Now, since I have a real-life example, I'm comfortable to speculate. If life continued to develop along these lines, I'd reasonably predict sulphur metabolism becoming dominant among eukaryotes. The sulphur-oxidizing bacteria would become the equivalent of aerobic mitochondria, and multicellular life would flourish.
The problem: oxygen is about ten times more common on Earth than sulphur. So biomass would just about automatically be cut by 90%, simply due to limiting factors. It would also be unlikely to be terrestrial, since most of the by-products of sulphur metabolism are in liquid form. Finally, life would most likely be concentrated in areas of volcanic activity, given that volcanoes are the planet's best source of sulphur.
That's just my take on it.
We do? Huh, neat.
Interesting post too :)
Great post! I was aware of the forams being anaerobic but I hadn't hear about that tube worm at all.
I might just have to modify my stance on the likelihood of life in the universe because of this. Up until now I thought the odds highly favored life in any place with liquid water but 99.9999% of that life would be single-celled prokaryotic-like critters. Now...
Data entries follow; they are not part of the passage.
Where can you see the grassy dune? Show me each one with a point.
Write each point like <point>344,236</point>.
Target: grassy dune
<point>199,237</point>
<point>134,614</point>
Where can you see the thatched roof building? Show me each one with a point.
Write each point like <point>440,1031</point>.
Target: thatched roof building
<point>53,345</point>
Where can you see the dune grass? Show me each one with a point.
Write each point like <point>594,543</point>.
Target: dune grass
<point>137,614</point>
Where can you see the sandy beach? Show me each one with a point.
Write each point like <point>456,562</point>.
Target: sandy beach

Bring on the hyper-intelligent space worms!
2564324 Apparently, "bird course" is a Canadian thing. I didn't believe it myself for a bit, but I completely threw off my American pre-reader when I mentioned it.
2564411 As a Canadian myself, if someone told me they were taking a bird course, I'd assume they meant ornithology Whereabouts are you that you learned the term?
2564610 Ontario. Maybe it's just a term from a generation or two ago. I got it from my parents.
Or "toxygen". Good name for a supervillain!
2564711 Northern or Southern? I'm Southern Ontario myself and it's new to me. Still cool to hear new slang.
2564897 Southern. Quite honestly, it's probably old slang.